As Canada embarks on a path of economic recovery, the arts sector is poised to play a key role in the revitalization of Canadian communities as an efficient engine of job creation across a number of sectors including industry, hospitality and transportation,  that benefit from increased cultural activity. There is a growing consensus among leaders in all economic sectors that arts investment is a cost effective catalyst for high economic returns and we hope to see the Government lever this tremendous opportunity through new and increased investment in the arts going forward. The Conference Board of Canada has noted that cities rich in cultural resources are hotbeds of creativity, economic wealth generators, and magnets for talent across all sectors of the economy.

As part of the creative, knowledge economy, the cultural sector is growing at a rapid rate.  Cultural workers, including artists exceed 600,000. “One in every 30 people in Canada has a cultural occupation. That’s twice as many people as work in the forestry sector and more than twice as many as work in Canadian banks,” said Eric Dubeau, co-chair of the Canadian Arts Coalition. “We need to be part of the plan going forward.”

The Canadian Arts Coalition is Canada’s largest ever group of artists, business leaders and volunteers assembled from across the country. We are united in the knowledge that greater public investment in the arts is essential to Canada’s future. We believe that the high quality of life, for which Canada is known, depends on a rich, vibrant and diverse arts and heritage community.

British Columbia Budget 2010

(We provide this excerpted report courtesy of the Greater Vancouver Alliance for Arts and Culture)

Emerging from [Tuesday’s] budget lockup at the BC Legislature, Alliance for Arts and Culture Executive Director Amir Ali Alibhai, Victoria Symphony Executive Director Mitchell Krieger, and ProArt Alliance of Greater Victoria Coordinator Scott Walker expressed disappointment at the budget’s half-hearted support for the arts in British Columbia.

“Premier Gordon Campbell and Finance Minister Colin Hansen seem to have largely disregarded the recommendations of their own Standing Committee on Finance and Government Services and continue to ignore the importance of the creative sector ” said Mr. Alibhai.

“The Cultural Olympiad was a significant achievement for Canadian artists” Mr. Krieger added. “With this budget, however, it appears that what we have recently experienced was only a moment in time, as support for the arts continues to fall to record levels.”

At first glance, the 2010/11 Budget for arts and culture does appear to fully restore funding to 2008/09 levels, as recommended by the Standing Committee.

On further exploration, however, the arts community spokesmen noted that funding for the Royal BC Museum ($12.1M) is included in the figures presented this year; previously it has not been included. There is also a “mystery” $10M allocation, which is currently not fully defined nor allocated to any existing funding organization, such as the BC Arts Council.

“We would welcome the opportunity to work with the government to make the most effective use of this investment,” said Mr. Krieger.
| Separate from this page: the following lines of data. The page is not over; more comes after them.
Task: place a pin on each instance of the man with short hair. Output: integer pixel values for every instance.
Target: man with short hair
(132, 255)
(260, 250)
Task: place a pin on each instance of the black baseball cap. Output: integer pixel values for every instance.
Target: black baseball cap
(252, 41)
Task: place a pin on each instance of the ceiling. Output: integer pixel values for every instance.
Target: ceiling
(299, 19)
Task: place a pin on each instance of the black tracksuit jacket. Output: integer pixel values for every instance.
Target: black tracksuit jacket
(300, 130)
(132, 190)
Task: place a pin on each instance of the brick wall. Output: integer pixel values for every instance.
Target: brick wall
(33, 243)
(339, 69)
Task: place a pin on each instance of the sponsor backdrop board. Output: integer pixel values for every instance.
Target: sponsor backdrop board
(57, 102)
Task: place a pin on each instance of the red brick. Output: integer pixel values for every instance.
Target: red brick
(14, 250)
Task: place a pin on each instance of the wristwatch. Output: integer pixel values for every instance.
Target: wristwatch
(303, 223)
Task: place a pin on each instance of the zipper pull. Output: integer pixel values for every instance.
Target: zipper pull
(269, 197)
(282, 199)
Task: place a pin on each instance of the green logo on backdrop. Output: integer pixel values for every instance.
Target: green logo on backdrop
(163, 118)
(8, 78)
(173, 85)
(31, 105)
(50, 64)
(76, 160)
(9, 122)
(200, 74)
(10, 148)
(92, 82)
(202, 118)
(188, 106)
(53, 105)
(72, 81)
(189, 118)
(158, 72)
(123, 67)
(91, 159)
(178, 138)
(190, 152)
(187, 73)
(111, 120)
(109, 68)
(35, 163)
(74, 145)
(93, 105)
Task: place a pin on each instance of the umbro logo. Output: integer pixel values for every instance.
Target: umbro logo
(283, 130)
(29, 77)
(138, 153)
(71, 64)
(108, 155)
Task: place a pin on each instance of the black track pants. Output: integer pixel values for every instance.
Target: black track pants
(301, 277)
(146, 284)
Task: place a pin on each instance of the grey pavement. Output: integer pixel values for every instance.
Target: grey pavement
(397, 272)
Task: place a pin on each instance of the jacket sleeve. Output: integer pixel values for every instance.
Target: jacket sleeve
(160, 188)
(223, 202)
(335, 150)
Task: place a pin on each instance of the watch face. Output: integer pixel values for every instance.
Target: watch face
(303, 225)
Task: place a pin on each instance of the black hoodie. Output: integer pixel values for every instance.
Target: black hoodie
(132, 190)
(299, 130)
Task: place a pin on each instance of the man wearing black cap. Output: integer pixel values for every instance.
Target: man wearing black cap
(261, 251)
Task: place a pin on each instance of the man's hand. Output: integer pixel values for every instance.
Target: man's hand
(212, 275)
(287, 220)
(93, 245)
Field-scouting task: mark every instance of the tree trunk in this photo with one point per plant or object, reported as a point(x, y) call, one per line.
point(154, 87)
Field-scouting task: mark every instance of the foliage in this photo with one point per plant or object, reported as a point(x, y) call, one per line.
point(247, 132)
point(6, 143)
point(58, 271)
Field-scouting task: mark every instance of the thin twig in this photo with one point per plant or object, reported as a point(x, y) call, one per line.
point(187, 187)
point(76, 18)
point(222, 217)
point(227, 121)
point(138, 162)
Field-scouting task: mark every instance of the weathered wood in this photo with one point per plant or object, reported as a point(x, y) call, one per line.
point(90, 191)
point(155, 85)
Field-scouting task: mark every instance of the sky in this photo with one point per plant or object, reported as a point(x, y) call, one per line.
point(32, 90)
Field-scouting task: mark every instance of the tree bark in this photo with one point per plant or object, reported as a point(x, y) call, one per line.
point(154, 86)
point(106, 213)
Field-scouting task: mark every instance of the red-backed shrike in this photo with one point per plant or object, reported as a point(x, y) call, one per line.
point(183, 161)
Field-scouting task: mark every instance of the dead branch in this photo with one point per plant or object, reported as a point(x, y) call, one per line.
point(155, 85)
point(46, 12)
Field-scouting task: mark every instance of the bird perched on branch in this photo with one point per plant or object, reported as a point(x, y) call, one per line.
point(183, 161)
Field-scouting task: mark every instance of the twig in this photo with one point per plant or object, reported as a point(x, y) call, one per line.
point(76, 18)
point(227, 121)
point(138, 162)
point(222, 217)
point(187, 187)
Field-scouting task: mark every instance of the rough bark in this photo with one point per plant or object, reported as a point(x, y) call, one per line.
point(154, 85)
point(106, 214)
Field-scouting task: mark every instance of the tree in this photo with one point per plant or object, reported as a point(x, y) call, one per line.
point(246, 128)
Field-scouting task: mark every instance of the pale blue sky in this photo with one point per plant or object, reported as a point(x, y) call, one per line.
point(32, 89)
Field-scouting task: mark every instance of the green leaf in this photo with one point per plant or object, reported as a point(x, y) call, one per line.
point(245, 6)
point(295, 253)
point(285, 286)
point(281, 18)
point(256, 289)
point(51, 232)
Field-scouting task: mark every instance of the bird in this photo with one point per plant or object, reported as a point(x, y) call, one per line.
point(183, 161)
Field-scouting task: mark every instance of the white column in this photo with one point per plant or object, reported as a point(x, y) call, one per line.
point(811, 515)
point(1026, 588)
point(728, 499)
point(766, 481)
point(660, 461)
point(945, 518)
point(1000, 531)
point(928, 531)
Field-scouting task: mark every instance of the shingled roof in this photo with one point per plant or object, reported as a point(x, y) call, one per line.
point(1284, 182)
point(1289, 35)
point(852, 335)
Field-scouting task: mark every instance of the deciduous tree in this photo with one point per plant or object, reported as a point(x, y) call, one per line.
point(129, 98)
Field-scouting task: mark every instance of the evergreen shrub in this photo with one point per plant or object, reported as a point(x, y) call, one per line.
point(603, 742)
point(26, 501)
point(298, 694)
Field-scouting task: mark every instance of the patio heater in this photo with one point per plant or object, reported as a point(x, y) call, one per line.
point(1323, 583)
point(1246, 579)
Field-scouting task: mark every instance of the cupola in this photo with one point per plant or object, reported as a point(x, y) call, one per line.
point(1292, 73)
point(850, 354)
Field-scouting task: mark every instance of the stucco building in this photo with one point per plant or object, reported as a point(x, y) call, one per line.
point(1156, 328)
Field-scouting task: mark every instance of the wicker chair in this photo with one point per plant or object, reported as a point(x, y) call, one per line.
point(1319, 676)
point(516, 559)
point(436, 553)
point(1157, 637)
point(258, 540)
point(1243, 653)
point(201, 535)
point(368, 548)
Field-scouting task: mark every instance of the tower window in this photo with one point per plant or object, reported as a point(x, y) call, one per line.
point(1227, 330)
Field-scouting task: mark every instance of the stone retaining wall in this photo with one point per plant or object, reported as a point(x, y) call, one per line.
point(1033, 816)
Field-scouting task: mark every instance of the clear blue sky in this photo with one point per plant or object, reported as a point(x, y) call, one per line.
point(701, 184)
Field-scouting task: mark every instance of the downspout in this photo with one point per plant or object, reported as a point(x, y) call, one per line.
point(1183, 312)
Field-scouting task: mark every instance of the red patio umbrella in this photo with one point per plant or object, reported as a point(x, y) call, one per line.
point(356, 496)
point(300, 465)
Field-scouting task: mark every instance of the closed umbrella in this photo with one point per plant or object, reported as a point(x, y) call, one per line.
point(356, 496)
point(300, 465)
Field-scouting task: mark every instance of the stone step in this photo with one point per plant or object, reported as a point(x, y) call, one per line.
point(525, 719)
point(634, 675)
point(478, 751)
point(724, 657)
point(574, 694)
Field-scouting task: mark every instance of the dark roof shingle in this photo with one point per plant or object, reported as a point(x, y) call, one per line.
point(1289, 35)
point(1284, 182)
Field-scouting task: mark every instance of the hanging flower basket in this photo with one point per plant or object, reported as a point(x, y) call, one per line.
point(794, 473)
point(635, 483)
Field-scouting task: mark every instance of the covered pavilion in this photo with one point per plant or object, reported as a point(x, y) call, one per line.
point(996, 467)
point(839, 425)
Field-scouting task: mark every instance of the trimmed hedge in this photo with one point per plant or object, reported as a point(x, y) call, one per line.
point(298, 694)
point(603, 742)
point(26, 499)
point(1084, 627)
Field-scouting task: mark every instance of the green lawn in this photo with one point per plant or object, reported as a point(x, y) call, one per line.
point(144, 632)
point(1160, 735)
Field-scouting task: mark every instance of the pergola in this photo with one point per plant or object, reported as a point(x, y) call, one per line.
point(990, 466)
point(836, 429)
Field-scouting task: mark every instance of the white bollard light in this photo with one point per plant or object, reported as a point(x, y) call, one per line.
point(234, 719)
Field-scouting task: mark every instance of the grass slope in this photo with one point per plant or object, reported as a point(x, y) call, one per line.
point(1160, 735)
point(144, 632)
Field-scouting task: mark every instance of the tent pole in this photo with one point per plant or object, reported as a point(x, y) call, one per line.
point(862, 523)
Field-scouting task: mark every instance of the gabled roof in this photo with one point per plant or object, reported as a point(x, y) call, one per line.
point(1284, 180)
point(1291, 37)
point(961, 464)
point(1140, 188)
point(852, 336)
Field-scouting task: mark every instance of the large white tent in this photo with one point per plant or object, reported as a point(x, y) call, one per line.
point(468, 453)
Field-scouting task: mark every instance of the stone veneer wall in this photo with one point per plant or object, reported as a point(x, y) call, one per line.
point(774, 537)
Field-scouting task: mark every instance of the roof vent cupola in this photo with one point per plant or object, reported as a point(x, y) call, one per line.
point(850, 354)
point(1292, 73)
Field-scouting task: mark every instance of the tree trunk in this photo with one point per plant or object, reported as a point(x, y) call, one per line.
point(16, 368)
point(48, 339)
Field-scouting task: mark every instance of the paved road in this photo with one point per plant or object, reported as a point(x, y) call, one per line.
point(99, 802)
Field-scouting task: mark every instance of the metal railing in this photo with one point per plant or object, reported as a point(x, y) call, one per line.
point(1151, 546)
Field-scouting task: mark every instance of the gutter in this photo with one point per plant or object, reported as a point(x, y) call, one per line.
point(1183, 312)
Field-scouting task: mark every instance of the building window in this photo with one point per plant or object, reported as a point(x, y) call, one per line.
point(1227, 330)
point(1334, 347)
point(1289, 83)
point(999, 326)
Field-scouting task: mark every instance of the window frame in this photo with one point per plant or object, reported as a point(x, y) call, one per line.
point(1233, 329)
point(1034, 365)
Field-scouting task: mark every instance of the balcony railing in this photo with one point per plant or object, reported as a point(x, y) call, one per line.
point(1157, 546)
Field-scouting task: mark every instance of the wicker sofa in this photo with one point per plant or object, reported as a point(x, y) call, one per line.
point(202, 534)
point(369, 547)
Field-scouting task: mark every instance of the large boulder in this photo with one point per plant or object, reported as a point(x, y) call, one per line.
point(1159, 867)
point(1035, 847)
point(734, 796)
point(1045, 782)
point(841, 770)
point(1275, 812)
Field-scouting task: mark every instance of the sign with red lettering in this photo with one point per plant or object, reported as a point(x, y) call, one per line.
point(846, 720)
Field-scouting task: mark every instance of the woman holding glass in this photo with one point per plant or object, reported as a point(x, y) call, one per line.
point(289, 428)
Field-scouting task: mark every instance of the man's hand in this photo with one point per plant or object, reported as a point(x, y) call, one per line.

The following table attempts to compare “apples to apples” and gives a summary of our interpretation of the 2010 Budget. Gaming funds for arts and cultural allocations as well as funding for BC Arts Council grants are significantly lower than in 2008/09.

“Why not just restore BC Arts Council to the $19M level of 2008/09″ asked Mr. Alibhai. “Where has the $7M cut from Gaming funds to the Arts and Culture gone?”

“Artists, arts organizations, community partners, corporate sponsors and our audiences throughout will respond to this budget in a forceful manner” predicted Mr. Alibhai.

“We’ve shown the world what BC artists can do,” concluded Mr. Walker. “What we were hoping for was that the government would learn from the past two weeks and continue to invest in the Arts. When all those visitors return – as the government tells us they will – what they’ll find with this budget is a lot of closed doors and cancelled arts programs.”